A maioria dos principais geradores de Al-Aqsa serão retirados de serviço no início de maio de 2026, quando médicos e enfermeiros enfrentam dificuldades para lidar com a situação. Eles deixaram o hospital para usar um gerador reserva e energia solar. ou simplesmente reduzir operações
O cirurgião Omar Al-Ashtal disse que a equipe médica do hospital estava lutando para fornecer serviços adequados e necessários aos pacientes. Porque o fornecimento de eletricidade é incerto. Especialmente em salas cirúrgicas onde é necessária eletricidade. Cirurgiões e médicos tiveram que reduzir ou adiar cirurgias de grande porte. até que haja energia suficiente Isto leva a consequências graves para o paciente.
“O que estamos a testemunhar hoje não é apenas uma falta de electricidade. É também uma crise cumulativa que inclui geradores avariados, escassez de combustível e falta de peças sobressalentes necessárias para a manutenção”, disse Al-Ashtal à Al Jazeera. “Esta situação contínua ameaça a capacidade do hospital de responder a emergências e aumenta o sofrimento dos pacientes que aguardam tratamento e cuidados médicos.”
Unidade de terapia intensiva, centro cirúrgico, departamento de anestesia e atendimento neonatal. Mais afetados pela última crise energética A interrupção destes departamentos pode levar a complicações potencialmente fatais para o paciente. Incluindo bebês em incubadoras.
As interrupções na Internet e no sistema eletrônico também impediram as equipes administrativas e de enfermagem de realizar tarefas essenciais para acessar ou registrar informações de pacientes, rastrear casos e comunicar-se entre departamentos.
A enfermeira Hamza Nawas disse que a equipe médica estava fazendo o melhor que podia dadas as circunstâncias.

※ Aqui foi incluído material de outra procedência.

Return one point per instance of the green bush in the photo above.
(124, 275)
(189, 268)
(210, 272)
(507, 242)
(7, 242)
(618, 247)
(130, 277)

“Estamos sob pressão diária devido à crise eléctrica. À noite, as dificuldades aumentam. Especialmente com o aumento das temperaturas e as interrupções em alguns serviços relacionados com a energia”, disse ele à Al Jazeera. “Estamos fazendo o nosso melhor para continuar prestando cuidados. Mas as condições atuais tornam o trabalho mais difícil e complicado.”
O engenheiro Omar al-Gariz, especialista em sistemas de energia do Hospital Al-Aqsa Martyrs, disse que os geradores estavam sobrecarregados. Está acima da capacidade há muitos meses.
“Os geradores do Hospital dos Mártires de Al-Aqsa operaram continuamente durante vários meses sob carga que excede a capacidade normal. Devido à sua total dependência de cortes contínuos de energia”, disse ele à Al Jazeera, “(isso) leva a um desgaste significativo em muitos componentes do gerador. e as anormalidades técnicas aumentaram significativamente.”
A escassez de combustível e peças sobressalentes forçou o pessoal de manutenção do hospital a depender de soluções temporárias para manter os geradores em funcionamento. Mas eles só podem adiar o inevitável. As máquinas lutam em operações 24 horas por dia, 7 dias por semana.
“O maior risco é o facto de os hospitais dependerem de um número limitado de geradores para gerir departamentos-chave. Uma falha repentina ou falta de combustível pode levar à suspensão de serviços essenciais”, afirmou.
“Portanto, necessitamos imediatamente de geradores, peças de reposição e suporte técnico para garantir a continuidade das operações hospitalares.”